Damit ist die Rechtsverteidigung des Behandlers aber nicht am Ende. Auch wenn die Berufung auf eine hypothetische Einwilligung keinen Erfolg hat, kann die Haftung der Beklagten trotzdem wegen rechtmäßigen Alternativverhaltens ausgeschlossen sein. So kann sich der Behandler etwa darauf berufen, dass der Patient zu einem anderen Zeitpunkt eingewilligt hätte, die tatsächlich durchgeführte Maßnahme später durchzuführen, und dass diese zum selben Ergebnis geführt hätte. Dafür trägt er die Beweislast.
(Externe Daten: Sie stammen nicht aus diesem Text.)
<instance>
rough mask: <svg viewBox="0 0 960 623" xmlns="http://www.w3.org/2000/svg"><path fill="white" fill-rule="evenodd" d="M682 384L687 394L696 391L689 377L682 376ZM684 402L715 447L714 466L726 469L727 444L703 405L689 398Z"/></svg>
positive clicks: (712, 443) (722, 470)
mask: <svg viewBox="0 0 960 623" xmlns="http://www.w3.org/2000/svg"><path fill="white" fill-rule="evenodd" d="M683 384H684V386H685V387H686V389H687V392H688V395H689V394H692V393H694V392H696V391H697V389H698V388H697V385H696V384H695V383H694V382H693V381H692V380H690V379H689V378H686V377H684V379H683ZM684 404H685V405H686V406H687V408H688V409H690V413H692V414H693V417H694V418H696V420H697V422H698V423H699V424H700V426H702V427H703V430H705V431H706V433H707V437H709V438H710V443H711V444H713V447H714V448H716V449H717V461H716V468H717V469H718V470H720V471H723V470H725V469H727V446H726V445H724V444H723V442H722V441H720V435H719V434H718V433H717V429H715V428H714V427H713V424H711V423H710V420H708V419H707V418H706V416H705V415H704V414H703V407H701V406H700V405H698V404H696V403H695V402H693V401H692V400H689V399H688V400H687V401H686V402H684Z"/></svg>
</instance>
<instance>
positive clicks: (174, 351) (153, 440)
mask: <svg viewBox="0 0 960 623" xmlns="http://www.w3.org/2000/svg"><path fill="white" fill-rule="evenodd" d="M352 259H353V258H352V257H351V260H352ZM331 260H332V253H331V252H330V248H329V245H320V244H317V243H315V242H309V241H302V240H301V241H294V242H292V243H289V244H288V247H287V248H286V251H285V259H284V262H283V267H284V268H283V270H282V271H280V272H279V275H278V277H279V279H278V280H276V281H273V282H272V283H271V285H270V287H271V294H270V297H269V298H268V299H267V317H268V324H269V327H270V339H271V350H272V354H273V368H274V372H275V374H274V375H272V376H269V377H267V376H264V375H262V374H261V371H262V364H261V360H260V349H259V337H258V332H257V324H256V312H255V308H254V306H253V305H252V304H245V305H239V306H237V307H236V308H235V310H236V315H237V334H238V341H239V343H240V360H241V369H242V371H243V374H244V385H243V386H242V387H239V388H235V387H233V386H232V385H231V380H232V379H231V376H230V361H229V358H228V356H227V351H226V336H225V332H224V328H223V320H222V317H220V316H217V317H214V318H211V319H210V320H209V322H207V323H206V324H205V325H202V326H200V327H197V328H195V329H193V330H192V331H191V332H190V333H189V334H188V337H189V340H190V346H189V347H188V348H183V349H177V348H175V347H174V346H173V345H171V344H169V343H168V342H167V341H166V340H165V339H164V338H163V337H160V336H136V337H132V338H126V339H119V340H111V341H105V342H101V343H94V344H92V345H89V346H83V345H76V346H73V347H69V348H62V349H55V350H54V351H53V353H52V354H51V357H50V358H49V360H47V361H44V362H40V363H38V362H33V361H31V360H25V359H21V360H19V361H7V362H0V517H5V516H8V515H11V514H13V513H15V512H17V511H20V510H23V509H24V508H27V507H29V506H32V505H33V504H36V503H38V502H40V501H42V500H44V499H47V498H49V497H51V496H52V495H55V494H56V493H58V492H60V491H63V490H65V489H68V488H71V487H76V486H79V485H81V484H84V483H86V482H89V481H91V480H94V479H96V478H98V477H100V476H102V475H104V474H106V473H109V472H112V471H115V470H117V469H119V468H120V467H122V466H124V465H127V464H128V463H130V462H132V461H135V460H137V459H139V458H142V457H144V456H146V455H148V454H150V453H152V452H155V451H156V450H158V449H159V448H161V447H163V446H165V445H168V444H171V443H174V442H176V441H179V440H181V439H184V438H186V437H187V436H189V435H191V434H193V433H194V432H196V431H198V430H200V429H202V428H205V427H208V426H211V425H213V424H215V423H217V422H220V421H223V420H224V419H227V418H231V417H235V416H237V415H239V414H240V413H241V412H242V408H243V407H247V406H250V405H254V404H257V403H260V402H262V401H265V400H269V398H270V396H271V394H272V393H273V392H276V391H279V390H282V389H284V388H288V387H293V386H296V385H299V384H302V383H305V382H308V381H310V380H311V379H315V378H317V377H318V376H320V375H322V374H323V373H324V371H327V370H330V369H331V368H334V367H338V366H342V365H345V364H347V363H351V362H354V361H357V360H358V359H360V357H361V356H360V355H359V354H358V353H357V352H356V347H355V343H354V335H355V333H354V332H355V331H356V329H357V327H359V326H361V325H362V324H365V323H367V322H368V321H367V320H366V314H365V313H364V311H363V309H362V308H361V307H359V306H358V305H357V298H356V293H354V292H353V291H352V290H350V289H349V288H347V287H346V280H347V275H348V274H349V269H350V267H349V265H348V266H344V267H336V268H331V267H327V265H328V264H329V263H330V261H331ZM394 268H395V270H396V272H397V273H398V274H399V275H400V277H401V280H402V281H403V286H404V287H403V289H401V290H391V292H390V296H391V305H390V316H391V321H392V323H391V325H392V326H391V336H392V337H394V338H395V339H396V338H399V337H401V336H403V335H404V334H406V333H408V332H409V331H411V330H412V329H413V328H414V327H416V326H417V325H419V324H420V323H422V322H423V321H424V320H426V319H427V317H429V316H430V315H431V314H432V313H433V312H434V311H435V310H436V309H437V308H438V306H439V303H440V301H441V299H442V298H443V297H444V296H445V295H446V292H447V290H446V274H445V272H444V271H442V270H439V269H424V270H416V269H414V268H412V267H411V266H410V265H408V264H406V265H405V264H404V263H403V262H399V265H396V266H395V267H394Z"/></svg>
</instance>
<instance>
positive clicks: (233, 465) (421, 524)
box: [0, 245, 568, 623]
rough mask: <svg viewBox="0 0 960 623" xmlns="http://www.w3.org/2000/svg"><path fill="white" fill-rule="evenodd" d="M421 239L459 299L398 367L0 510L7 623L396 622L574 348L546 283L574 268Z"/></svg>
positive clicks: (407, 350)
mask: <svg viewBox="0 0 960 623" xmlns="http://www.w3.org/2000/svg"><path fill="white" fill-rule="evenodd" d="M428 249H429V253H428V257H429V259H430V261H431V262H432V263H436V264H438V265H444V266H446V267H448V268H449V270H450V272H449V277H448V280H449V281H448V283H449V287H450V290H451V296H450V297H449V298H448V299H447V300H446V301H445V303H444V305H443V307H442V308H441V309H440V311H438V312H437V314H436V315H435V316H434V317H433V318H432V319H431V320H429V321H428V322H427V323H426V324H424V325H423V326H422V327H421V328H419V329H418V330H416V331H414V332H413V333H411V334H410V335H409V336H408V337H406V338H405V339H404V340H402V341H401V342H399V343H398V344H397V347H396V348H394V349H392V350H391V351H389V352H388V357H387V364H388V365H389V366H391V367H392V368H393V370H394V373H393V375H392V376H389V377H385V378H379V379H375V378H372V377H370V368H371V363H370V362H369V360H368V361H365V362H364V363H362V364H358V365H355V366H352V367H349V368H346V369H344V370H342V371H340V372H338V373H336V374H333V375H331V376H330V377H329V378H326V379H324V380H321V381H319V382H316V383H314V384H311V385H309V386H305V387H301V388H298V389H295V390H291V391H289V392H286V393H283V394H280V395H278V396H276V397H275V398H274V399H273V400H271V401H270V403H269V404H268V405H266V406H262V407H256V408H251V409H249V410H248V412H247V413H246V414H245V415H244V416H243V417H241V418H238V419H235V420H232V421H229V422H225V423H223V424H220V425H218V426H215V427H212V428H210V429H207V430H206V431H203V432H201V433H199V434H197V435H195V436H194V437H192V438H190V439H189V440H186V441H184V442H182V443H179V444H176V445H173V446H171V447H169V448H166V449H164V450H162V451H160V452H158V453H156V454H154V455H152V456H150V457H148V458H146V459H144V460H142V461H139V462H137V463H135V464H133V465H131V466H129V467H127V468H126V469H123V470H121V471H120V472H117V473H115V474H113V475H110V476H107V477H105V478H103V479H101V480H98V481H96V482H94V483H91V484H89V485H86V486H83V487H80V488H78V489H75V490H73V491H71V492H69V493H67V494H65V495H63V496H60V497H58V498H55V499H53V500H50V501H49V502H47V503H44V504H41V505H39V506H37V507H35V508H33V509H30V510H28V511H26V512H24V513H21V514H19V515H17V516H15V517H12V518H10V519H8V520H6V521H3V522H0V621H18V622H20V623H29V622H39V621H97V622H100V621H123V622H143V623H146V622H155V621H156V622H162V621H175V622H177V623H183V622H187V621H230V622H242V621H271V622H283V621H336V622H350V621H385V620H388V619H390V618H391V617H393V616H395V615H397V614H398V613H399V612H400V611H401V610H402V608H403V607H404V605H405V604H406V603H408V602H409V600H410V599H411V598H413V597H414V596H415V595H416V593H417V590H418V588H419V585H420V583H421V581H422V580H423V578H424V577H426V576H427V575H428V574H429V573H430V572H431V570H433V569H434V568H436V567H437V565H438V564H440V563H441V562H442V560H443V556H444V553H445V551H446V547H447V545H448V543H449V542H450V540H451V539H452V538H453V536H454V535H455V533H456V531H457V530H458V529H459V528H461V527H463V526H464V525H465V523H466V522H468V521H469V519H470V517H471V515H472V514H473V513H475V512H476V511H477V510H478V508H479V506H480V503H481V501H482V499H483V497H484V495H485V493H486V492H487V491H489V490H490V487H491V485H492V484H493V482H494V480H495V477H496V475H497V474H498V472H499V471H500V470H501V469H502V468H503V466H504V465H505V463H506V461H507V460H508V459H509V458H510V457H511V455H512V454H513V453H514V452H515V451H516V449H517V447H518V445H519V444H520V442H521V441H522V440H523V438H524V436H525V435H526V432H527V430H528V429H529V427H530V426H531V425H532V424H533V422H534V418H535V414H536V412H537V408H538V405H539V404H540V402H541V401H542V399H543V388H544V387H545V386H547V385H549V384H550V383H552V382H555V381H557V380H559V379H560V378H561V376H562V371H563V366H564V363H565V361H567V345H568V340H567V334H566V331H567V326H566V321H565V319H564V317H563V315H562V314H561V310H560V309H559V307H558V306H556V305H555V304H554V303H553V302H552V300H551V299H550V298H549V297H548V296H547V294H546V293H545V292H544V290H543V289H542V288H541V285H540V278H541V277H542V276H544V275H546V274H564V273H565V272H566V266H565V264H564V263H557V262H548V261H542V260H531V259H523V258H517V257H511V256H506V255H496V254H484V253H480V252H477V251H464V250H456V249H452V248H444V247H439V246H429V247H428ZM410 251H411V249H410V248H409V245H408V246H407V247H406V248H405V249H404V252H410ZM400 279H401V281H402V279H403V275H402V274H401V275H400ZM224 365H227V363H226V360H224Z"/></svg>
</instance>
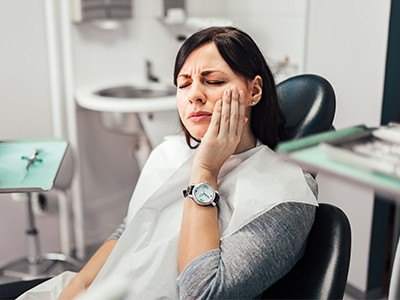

Das Berufungsgericht hatte hier allerdings keine Feststellungen dazu getroffen, welche der von der Klägerin behaupteten Gesundheitsschäden durch die Operation verursacht wurden. Ebenso hatte es keine Feststellungen dazu getroffen, ob diese Gesundheitsschäden durch eine spätere, entsprechende Operation ebenso verursacht worden wären.